Visti i tempi risicatissimi, anche approvare in tempo la prossima legge di Bilancio non sarà semplicissimo: per legge il voto definitivo dovrà avvenire entro il 31 dicembre, altrimenti potrebbe farsi strada l’esercizio provvisorio. Pertanto, i tempi a disposizione sono strettissimi e non sarà facile trovare tutte le risorse per confermare, anche per l’anno venturo, molti provvedimenti introdotti dal governo Draghi che, si stima, quantificabili in 35 miliardi di euro, così suddivisi: quasi 15 miliardi di euro per rinnovare nel primo trimestre le misure contro il caro energia previste dal decreto Aiuti ter; almeno 8,5 miliardi di euro per indicizzare le pensioni; almeno 5 miliardi per il rinnovo del contratto del pubblico impiego; 4,5 miliardi di euro per lo sconto contributivo del 2% a carico dei lavoratori dipendenti con reddito fino a 35 mila euro; 2 miliardi di euro di spese indifferibili.

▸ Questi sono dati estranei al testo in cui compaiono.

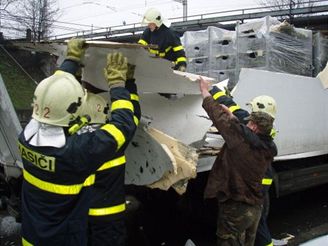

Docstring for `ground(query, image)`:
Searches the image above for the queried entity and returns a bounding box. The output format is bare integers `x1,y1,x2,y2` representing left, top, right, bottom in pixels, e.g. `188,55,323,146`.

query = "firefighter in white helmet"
200,78,277,245
19,39,136,246
210,83,276,246
138,8,187,72
79,64,141,246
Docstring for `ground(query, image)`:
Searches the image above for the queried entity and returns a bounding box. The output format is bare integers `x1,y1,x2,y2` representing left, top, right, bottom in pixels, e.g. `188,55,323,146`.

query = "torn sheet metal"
148,127,198,195
317,63,328,89
140,94,212,144
15,41,212,95
125,125,174,185
233,69,328,157
0,75,22,177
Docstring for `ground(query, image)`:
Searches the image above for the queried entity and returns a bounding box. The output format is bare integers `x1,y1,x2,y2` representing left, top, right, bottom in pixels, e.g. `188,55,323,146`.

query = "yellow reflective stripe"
100,124,125,149
262,178,272,185
97,155,126,171
229,105,240,113
175,57,187,63
54,70,66,75
165,46,172,53
130,93,139,102
111,100,134,112
23,170,95,195
89,203,125,216
270,128,277,138
133,115,139,126
22,237,33,246
138,39,148,45
173,45,183,52
213,91,225,100
149,48,158,55
83,174,96,187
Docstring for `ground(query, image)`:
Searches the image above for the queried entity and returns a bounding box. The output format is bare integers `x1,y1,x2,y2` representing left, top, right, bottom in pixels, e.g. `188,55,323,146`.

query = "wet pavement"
0,185,328,246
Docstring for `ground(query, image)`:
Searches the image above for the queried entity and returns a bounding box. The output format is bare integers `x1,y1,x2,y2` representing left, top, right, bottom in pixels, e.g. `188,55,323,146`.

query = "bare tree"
258,0,318,10
258,0,319,23
0,0,18,28
0,0,59,41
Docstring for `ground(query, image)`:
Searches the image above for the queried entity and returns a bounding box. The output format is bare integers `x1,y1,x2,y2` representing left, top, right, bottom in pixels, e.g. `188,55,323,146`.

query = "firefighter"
200,78,277,245
84,64,141,246
138,8,187,72
210,83,275,246
19,39,136,246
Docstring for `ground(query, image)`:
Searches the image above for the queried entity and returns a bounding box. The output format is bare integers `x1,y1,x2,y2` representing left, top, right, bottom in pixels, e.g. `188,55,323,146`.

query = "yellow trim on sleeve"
262,178,272,185
111,100,134,112
213,91,226,100
138,39,148,46
97,155,126,171
23,169,95,195
89,203,125,216
173,45,183,52
22,237,33,246
100,124,125,149
133,115,139,126
229,105,240,113
130,93,139,102
175,57,187,63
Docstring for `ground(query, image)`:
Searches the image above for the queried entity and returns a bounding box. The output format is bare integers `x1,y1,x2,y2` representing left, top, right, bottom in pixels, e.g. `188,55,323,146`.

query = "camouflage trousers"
216,200,262,246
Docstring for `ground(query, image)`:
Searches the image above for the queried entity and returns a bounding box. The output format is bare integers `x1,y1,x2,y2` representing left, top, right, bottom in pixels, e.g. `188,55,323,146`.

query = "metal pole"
182,0,188,21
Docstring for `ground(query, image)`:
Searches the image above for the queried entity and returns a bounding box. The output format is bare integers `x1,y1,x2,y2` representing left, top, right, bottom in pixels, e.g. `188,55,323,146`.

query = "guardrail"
47,0,328,40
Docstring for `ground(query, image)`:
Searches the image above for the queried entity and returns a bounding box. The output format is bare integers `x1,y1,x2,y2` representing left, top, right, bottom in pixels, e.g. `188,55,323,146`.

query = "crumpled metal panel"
0,75,22,177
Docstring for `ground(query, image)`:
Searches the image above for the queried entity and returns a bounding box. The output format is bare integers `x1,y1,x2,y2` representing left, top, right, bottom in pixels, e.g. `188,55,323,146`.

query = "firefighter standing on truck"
199,78,277,246
138,8,187,72
82,64,141,246
19,39,136,246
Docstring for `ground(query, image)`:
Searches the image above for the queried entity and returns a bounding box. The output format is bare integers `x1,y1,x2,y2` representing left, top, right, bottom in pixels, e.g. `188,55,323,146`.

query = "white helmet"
246,95,277,118
141,8,171,27
81,92,109,124
32,72,85,126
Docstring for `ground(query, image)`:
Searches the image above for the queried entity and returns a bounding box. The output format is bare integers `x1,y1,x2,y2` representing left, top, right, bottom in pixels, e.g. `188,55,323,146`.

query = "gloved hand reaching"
178,66,186,72
126,63,136,80
104,52,128,88
66,38,87,63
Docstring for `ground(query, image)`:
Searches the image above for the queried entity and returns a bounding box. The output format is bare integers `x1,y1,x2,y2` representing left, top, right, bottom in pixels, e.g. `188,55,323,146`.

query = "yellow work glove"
104,52,128,88
66,38,87,63
126,63,136,80
178,66,186,72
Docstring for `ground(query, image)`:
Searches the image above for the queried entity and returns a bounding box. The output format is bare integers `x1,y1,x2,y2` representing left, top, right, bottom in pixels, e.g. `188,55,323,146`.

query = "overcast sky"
56,0,259,33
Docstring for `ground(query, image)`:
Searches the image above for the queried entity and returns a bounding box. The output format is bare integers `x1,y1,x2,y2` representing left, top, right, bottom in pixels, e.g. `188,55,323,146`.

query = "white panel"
233,69,328,156
125,127,173,185
140,94,212,144
0,75,22,177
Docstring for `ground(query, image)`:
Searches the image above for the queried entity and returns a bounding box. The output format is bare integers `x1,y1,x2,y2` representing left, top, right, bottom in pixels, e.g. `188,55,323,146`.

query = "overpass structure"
47,0,328,42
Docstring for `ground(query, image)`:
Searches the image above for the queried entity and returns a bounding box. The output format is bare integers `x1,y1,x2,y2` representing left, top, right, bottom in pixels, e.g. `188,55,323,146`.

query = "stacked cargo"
182,27,237,84
183,16,313,87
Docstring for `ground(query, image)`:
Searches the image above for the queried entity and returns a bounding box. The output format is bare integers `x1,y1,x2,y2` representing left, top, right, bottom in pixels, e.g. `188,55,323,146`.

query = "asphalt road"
0,185,328,246
268,185,328,245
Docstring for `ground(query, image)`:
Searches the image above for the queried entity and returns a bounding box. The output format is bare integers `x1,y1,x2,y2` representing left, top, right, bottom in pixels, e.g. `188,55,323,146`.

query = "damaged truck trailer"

Sono risorse, quelle appena elencate, che non includono nessun altra misura; tanto meno quelle che sono state al centro della recentissima campagna elettorale. Come l’estensione della flat tax, le pensioni minime a 1.000 euro, il taglio del cuneo fiscale, etc.

Il “tesoretto”, che il nuovo governo “erediterà” dal premier uscente Draghi, potrebbe essere di 20 miliardi di euro: 10 da usare subito e altri 10 da impiegare nella manovra 2023. Risorse che sono state “recuperate” senza fare nuovo deficit, grazie al fatto che in quest’ultimo anno l’esecutivo uscente è riuscito a mantenere i conti ordine. Un ulteriore aiuto potrebbe arrivare anche da Bruxelles, che sta per mettere a punto una misura che consentirà di recuperare i fondi strutturali non ancora spesi o non impegnati in modo vincolante. Il nostro Paese potrebbe avere a disposizione tra i 4-5 miliardi di euro.

Pertanto, a fronte di 70 miliardi di spese da impegnare nel giro di poco più di 2 mesi, il nuovo governo può contare su una copertura di circa 25 miliardi. Nel caso non si volesse fare nessun altro scostamento di bilancio, non sarà certo facile trovare in poco tempo ben 45 miliardi di euro.

Sebbene mai come in questo momento elaborare delle previsioni economiche sia particolarmente arduo, a detta di tutti i principali istituti di ricerca, comunque, il 2023 sarà molto difficile. Delle 107 province monitorate da Prometeia, ad esempio, 67 (pari al 62% del totale) l’anno prossimo registreranno una crescita negativa.

Al contrario, a guidare la graduatoria a livello nazionale sarà la provincia di Milano, dove l’aumento del valore aggiunto sarà dello 0,8%. Al secondo posto, per crescita nel 2023, figura la provincia di Savona con lo 0,6%, a pari merito con quella di Salerno. E, comunque, tra quelle per le quali è previsto un risultato positivo si trovano anche le province di Verbania e Asti (+0,3% entrambe), oltre a quelle di Torino, Aosta e Imperia, tutte e tre con l'incremento dello 0,1%.

Crescita zero invece per Biella e previsioni negative per tutte le altre province del Nord Ovest: Genova (-0,2%), Cuneo (-0,4%), La Spezia (-0,6%), Vercelli, Alessandria e Novara (-0,7%).

Queste ultime si avvicinano alle situazioni più critiche, che riguarderanno Pisa, Cagliari, Ragusa, Messina e Macerata (tutte con una diminuzione della crescita dello 0,8%), Enna e Rovigo (entrambe con -0,9%) e Vibo Valentia (-1%).

Cgia segnala infine che sono molte le province che non hanno ancora recuperato il livello di ricchezza che avevano nel periodo pre-Covid (2019). Le situazioni di maggiore ritardo le scorgiamo a Siena (-1,9%), Prato (-2), Belluno (-2,2) e Pisa (-2,3). Maglia nera, infine, per le province di Campobasso e Vibo Valentia (-2,4).

Per quanto riguarda la crescita 2022 sul 2021 nelle diverse province, la Cgia attribuisce il 4,7% a Savona, il 3,9% a Verbania e Asti, il 3,5% a Torino, Genova e Aosta, il 3,3% a Biella, il 2,9% a Cuneo, il 2,1% a La Spezia ed Alessandria, il 2% a Vercelli e l'1,8% a Novara.